Enhanced cycling stability and rate capability of a graphene-supported commercialized Vat Blue 4 anode for advanced Li-ion batteries

Abstract

Commercialized Vat Blue 4 (VB4) has attracted more attention as a promising anode for large-scale applications in Li-ion batteries (LIBs) due to its high electrochemical activity, low price, and large-scale production. However, its moderate solubility results in severe capacity decay and low utilization of active components. Herein, we present a graphene-supported VB4 composite (VB4/rGO) prepared by a facile sonication and hydrothermal process for long cycling stability and high-rate capability. This design can significantly enhance the Li-storage properties, including high capacity (1045 mA h g⁻¹ at 0.1 A g⁻¹), long cycling stability (537 mA h g⁻¹ even over 1000 cycles at 1 A g⁻¹), and rate capability (315 mA h g⁻¹ at 5 A g⁻¹).
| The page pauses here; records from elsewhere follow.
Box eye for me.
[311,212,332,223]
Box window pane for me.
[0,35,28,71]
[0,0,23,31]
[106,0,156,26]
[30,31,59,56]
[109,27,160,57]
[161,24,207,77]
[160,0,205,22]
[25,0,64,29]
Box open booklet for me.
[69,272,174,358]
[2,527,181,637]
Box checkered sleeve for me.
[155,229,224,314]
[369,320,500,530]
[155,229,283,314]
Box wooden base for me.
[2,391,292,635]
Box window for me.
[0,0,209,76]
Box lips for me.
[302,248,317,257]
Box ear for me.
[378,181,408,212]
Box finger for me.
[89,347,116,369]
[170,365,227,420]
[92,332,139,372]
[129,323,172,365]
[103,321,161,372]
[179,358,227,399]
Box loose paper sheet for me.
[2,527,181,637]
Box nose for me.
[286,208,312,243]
Strong π–π interaction derived from the aromatic rings within the π-conjugated system (graphene and VB4) and spatial confinement in-between graphene sheets both can suppress the high solubility of VB4 for superior capacity retention. Moreover, conductive graphene and channels in-between nanosheets can simultaneously facilitate the electron and Li⁺ transfer. This work demonstrates a simple and effective method to improve the electrochemical performance of commercialized Vat dyes and provides a low-cost and large-scale strategy to develop their practical application in the energy storage field.